De leden van de D66-fractie vragen of de argumenten van terugtreding zonder gezichtsverlies en het bevorderen van doorstroming wel houdbaar zijn. Het zal niet snel gebeuren dat een president na zes jaar vrijwillig een stapje terug doet in de hiërarchie van de rechterlijke macht. Zal zijn herverkiezing niet slagen, dan is er toch wel degelijk sprake van gezichtsverlies. Een burgemeester van een gemeente zal toch ook niet een andere (lagere) ambtelijke functie in zijn gemeente gaan uitoefenen zonder gezichtsverlies? Ons inziens bestaat de kans dat indien een president die tegen zijn wil niet na zes jaar wordt herbenoemd wellicht niet in de rechterlijke macht blijft werken. Deelt de regering deze mening?

Deze leden zijn van mening dat de regering meer aandacht moet geven aan de gevolgen die een tijdelijke benoeming heeft op het rechterlijk ambt van president. Wat is de visie van de regering op deze problematiek? Is de regering het met de leden van de D66-fractie eens dat dit de functie van president in de toekomst minder aantrekkelijke maakt.

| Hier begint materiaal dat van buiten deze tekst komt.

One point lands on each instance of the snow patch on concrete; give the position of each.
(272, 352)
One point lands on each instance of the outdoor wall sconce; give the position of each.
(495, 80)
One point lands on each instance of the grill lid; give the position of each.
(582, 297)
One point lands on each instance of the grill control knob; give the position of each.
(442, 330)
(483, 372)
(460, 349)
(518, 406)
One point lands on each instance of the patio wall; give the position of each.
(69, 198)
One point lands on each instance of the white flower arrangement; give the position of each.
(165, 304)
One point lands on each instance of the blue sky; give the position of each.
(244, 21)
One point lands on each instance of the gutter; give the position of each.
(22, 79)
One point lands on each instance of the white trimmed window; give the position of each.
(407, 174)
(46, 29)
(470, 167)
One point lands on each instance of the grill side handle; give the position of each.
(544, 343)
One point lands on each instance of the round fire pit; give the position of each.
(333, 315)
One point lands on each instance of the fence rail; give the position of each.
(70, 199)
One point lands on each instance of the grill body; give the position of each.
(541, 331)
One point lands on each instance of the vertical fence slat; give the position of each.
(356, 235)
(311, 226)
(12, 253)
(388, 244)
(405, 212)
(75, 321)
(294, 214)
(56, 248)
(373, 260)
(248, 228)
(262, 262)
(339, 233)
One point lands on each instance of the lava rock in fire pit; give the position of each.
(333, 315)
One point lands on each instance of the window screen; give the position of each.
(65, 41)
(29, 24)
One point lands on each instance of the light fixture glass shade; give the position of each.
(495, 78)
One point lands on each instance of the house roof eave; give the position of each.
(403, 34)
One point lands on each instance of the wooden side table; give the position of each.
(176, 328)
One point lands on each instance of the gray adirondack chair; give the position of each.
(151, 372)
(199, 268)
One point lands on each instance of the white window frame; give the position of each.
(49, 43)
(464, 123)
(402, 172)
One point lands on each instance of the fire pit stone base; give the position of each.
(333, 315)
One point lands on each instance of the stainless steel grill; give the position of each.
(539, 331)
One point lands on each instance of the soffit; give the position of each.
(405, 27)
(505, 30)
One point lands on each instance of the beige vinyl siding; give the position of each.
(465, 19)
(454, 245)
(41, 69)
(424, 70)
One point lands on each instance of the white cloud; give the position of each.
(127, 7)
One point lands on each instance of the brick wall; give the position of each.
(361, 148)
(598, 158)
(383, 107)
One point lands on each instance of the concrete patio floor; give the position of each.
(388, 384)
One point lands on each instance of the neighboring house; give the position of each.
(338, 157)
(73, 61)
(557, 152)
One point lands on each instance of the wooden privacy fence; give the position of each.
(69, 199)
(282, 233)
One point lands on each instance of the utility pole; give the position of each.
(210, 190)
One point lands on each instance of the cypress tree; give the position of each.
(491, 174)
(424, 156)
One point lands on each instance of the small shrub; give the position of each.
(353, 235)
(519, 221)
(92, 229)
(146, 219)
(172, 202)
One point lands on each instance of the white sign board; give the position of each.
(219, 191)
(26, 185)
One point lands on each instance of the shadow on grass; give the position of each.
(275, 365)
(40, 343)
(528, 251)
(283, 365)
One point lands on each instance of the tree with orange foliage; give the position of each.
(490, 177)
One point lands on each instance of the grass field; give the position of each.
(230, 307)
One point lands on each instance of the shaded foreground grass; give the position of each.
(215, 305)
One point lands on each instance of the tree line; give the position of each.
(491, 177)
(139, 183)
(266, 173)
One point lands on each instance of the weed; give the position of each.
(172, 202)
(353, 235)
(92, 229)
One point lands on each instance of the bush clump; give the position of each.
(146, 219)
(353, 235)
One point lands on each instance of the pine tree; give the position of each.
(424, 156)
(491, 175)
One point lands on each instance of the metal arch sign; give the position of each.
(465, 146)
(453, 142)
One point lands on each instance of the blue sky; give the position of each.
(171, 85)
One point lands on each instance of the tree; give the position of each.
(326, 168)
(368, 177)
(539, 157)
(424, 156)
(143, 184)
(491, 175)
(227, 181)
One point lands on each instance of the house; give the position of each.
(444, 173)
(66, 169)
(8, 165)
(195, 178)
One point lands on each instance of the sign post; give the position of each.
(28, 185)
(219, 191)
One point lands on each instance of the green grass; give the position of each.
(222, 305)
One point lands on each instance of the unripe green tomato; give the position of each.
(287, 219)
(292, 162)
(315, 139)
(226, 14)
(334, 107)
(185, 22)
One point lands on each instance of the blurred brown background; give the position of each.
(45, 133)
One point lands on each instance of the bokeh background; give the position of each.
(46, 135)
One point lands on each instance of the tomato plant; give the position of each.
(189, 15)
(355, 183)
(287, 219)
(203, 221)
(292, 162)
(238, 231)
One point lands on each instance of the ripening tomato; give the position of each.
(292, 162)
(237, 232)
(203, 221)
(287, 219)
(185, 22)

Zo neen, waarom niet? Belangrijk nadeel vinden deze leden dat door de tijdelijke benoeming van de president zijn gezag (extern, maar ook intern) kan worden aangetast. Hoe denkt de regering hierover?

Met betrekking tot het argument dat een tijdelijke benoeming de doorstroming bevordert vragen de leden van de D66-fractie of in de bestaande praktijk al niet een dergelijke situatie aanwezig is. Hoeveel presidenten van het totaal bekleden op dit moment langer dan zes jaar op een en dezelfde standplaats de functie van president? Is dit aantal gering, dan duidt dit er al op dat het met de doorstroming wel goed zit en dat dit niet als een van de redenen kan worden genoemd die een tijdelijke benoeming van een president rechtvaardigen. Is de regering het hiermee eens? De leden van de D66-fractie verzoeken de regering ook de nadelen van een tijdelijke benoeming te expliciteren in de toelichting.

De vraag of de Grondwet het toelaat dat de thans zittende presidenten die voor het leven zijn benoemd, tijdelijk benoemd worden tot voorzitter van het bestuur is volgens de regering niet strijdig met bepalingen uit de Grondwet. Met name artikel 117 van de Grondwet waarin wordt bepaald dat leden van de rechterlijke macht die met rechtspraak zijn belast bij KB voor het leven worden benoemd, lijkt op het eerste gezicht in strijd met de voorstellen van de regering. Naar blijkt, houdt dit niet in dat de Grondwet zich verzet tegen de opheffing van een rechterlijk ambt. De regering heeft dit opgelost door een naar de mening van de leden van de D66-fractie ietwat gekunstelde constructie namelijk door de functie van president oude stijl (president van een rechtbank) te vervangen door een nieuwe functie, namelijk die van voorzitter van het bestuur met de titel van president.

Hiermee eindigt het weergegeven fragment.